Für Regisseur Max E. Cencic werden die sieben Figuren der Oper von den sieben Todsünden in Form von Affekten getrieben: Habgier, Trägheit, Wollust, Neid, Eifersucht, Hochmut und Zorn bestimmen das Geschehen. Cencic verlegt die Handlung deshalb ins schrille Las Vegas der 1970er Jahre und erläutert: „In diesem Disneyland des Glücks, in dem der Mensch versucht, sein Schicksal zu ändern, indem er Fortuna nachjagt, ist das, was Händel zeigt, mit Händen zu greifen“. Der Regisseur ersetzt barocke Typisierungen durch mediale Stereotype: Serse ist ein selbstverliebter, selbstgefälliger Superstar mit Allüren und Marotten (seine glitzernden Kostüme und Federschmuck finden ihr reales Vorbild bei Showstar Liberace), Arsamene ist sein erfolgloser und eifersüchtiger Bruder.
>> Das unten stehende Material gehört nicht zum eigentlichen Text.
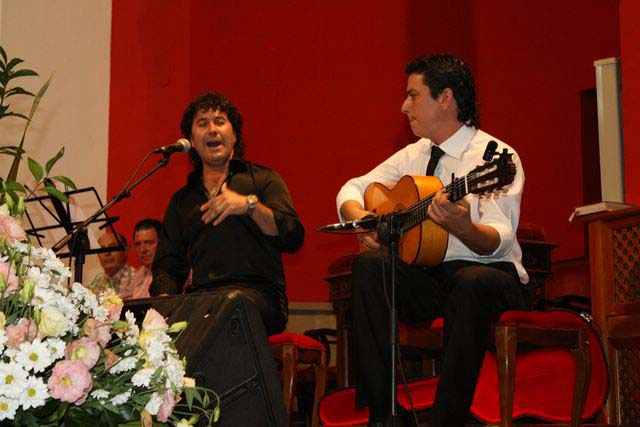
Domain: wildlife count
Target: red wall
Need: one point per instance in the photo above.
(149, 87)
(630, 51)
(320, 85)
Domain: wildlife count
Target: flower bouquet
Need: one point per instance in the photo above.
(67, 359)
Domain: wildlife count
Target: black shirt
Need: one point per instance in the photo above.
(234, 251)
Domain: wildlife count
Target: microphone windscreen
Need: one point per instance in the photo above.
(186, 145)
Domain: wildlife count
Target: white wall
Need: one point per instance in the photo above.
(70, 39)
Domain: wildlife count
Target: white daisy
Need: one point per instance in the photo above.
(34, 394)
(7, 408)
(124, 365)
(3, 340)
(121, 398)
(34, 356)
(56, 348)
(100, 394)
(13, 379)
(153, 404)
(174, 372)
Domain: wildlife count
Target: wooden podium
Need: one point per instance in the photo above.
(614, 258)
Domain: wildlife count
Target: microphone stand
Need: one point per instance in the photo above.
(78, 236)
(389, 232)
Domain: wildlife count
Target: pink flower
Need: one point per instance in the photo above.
(84, 350)
(110, 359)
(8, 278)
(70, 382)
(154, 320)
(167, 405)
(113, 304)
(24, 330)
(10, 228)
(97, 331)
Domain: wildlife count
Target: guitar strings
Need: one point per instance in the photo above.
(418, 211)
Romilda ist attraktiv und auf dem Sprung ins Show Business und tritt in der Serse-Show auf, ihre neidische Schwester Atalanta ist das häßliche Entlein, die gerne mit Arsamene liiert wäre. Beider Vater Ariodate ist Serses Plattenproduzent. Es kommt zur Konkurrenz um Romilda zwischen Serse und Arsamene, der durch ein kompromittierendes Polaroid-Foto, das Romilda zugespielt wird, ins Hintertreffen zu geraten scheint. Zwischen Disco-Besuchen und Promipartys kommt es zu Streit zwischen den Brüdern, durch ein Mißverständnis gelingt es Arsamene doch noch, Romilda zu heiraten. Amastre ist Serses Haushälterin und heimliche Geliebte, die sich als Praktikant verkleidet in die Plattenfirma einschleicht und einen Weg sucht, Serse offiziell an sich zu binden. Die Kostüme von Sarah Rolke und die von Rifail Ajdarpasic aufwendig gestaltete Bühne bilden das Las Vegas Flair der Liberace-Zeit ab und beide sollten viel Freude gehabt haben: angesiedelt zwischen Show-Bühne, Club, Shopping Mall, Diner, Sex-Shop und Wedding Chapel, zwischen Flamingos, Palmen und Swimming-Pool mit Sängern in Badehosen wird kaum etwas ausgelassen und eine Epoche mit großem Materialaufwand phantasievoll und augenzwinkernd interpretiert.
Was ist zu beachten?
Serse ist Georg Friedrich Händels drittletzte Oper (1738), ein
vielfältiges Werk, geprägt von Arien, Arietten und
Ariosen, dazu gibt es drei kurze Duette und einen eigenständigen Chor.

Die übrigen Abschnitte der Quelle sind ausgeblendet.